An open API service indexing awesome lists of open source software.

https://github.com/matte1782/sota-bench

Open AI-for-security validation benchmark: non-LLM scorer + a SOTA-validation loop. Labeled positive corpus withheld pending coordinated disclosure.
https://github.com/matte1782/sota-bench

agent-security ai-security cwe-862 evaluation llm-security ml-security security-benchmark vulnerability-detection

Last synced: 5 days ago
JSON representation

Open AI-for-security validation benchmark: non-LLM scorer + a SOTA-validation loop. Labeled positive corpus withheld pending coordinated disclosure.

Awesome Lists containing this project

README

          

# sota_bench

**An open, model-agnostic benchmark for agent tool-dispatch
authorization-confusion vulnerability detection and severity calibration, plus
a non-LLM scorer and a pre-registered SOTA-validation loop.**

`sota_bench` is a standalone benchmark for evaluating automated
vulnerability-discovery systems (LLM agents, static analyzers, hybrid pipelines)
on a security bug *class* that frontier coding agents now produce and miss in
roughly equal measure: **agent tool-dispatch authorization confusion**, a
privileged operation dispatched through an agent / MCP / tool-calling surface
*without re-checking the caller's authorization at the point of dispatch*, or
gated on one path (e.g. REST) but not its equivalent tool/agent twin. Each item
is a labeled finding pinned to a precise `(repo, commit_sha, file, line)`
location with a ground-truth disposition, OWASP/CWE taxonomy, the decisive
runtime-gating check that resolves it, an expected CVSS band/vector, and its
realized disclosure outcome. The core data model, dataset loader, and scorer have
**zero third-party dependencies**; an optional adapter packages the dataset as a
[UK-AISI Inspect](https://inspect.aisi.org.uk/) eval `Task`.

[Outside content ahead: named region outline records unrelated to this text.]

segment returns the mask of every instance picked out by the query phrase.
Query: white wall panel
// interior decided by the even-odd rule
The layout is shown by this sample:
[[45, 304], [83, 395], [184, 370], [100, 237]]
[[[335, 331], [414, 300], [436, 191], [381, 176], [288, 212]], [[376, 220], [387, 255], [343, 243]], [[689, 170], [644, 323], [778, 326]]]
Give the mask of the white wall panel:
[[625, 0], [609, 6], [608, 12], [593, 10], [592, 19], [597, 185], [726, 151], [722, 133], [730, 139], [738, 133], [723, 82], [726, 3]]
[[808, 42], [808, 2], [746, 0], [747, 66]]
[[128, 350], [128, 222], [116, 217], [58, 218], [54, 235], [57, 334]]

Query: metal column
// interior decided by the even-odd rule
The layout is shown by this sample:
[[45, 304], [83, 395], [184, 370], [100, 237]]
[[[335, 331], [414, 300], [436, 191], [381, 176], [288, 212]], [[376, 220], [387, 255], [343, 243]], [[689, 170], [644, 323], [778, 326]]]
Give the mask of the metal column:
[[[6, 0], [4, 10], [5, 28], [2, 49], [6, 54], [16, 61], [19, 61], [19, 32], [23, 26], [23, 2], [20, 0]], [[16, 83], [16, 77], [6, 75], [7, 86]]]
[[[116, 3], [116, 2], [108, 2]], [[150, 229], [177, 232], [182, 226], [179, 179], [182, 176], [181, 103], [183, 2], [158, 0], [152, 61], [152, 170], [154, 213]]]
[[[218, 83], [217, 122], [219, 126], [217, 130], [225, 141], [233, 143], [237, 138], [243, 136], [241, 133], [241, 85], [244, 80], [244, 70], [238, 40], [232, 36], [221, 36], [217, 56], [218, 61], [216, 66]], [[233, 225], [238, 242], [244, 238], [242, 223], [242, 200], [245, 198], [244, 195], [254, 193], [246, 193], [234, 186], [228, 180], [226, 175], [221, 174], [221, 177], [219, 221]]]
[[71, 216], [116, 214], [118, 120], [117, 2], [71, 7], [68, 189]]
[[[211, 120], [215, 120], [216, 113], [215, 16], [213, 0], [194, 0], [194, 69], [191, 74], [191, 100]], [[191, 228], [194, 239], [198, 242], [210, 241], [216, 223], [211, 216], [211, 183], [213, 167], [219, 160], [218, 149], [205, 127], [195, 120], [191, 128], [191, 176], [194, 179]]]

## The measurement-first thesis

Raw absolute scores on a vuln-detection benchmark are not decision-useful: they
rise automatically every time a better base model ships, with or without any
methodological contribution. `sota_bench` is built around a different question:
*does a method add value on top of a naive single frontier-model call, and how
does that value move as the frontier improves?* The unit of measurement is the
**signed delta** (`method_metrics − naive_metrics`), pre-registered in
[`PROTOCOL.md`](PROTOCOL.md) so the headline number cannot be chosen after seeing
results. Three properties make the numbers trustworthy:

- **No LLM-as-judge.** Every metric is a closed-form function of labels and
predictions. The loop only does the arithmetic of differencing metric maps.
- **Exonerated negatives are first-class.** Each vulnerable finding is paired with
near-duplicate `secure` / patched twins at the same code location, so a system
cannot win by pattern-matching the surrounding code: it must reason about the
gating check. Correctly *clearing* a secure variant counts exactly as much as
flagging a real bug.
- **Severity is calibrated, both ways.** CVSS error is reported as separate
non-negative inflation (over-rating) and deflation (under-rating) magnitudes, so
a system that systematically over- or under-states severity cannot hide behind a
symmetric mean that cancels to zero.

## Install

```bash
pip install -e . # core, stdlib-only, no runtime dependencies
pip install -e ".[inspect]" # + optional UK-AISI Inspect adapter
pip install -e ".[dev]" # + pytest, ruff (for development)
```

Requires Python >= 3.11. The core (`sota_bench.schema`, `sota_bench.scorer`,
`sota_bench.loop`, `sota_bench.cvss`, `sota_bench.triad`, and the stdlib
adapters) imports nothing outside the standard library; `inspect_ai` is imported
lazily and only when the optional adapter is actually called.

## Usage

### 1. Load a labeled dataset

```python
from sota_bench import load_dataset, BenchEntry

entries: list[BenchEntry] = load_dataset("datasets/authz_v1.jsonl")
```

`load_dataset` validates every row with a strict, fail-closed, line-aware
validator (`validate_entry`); a bad field names the offending 1-based line.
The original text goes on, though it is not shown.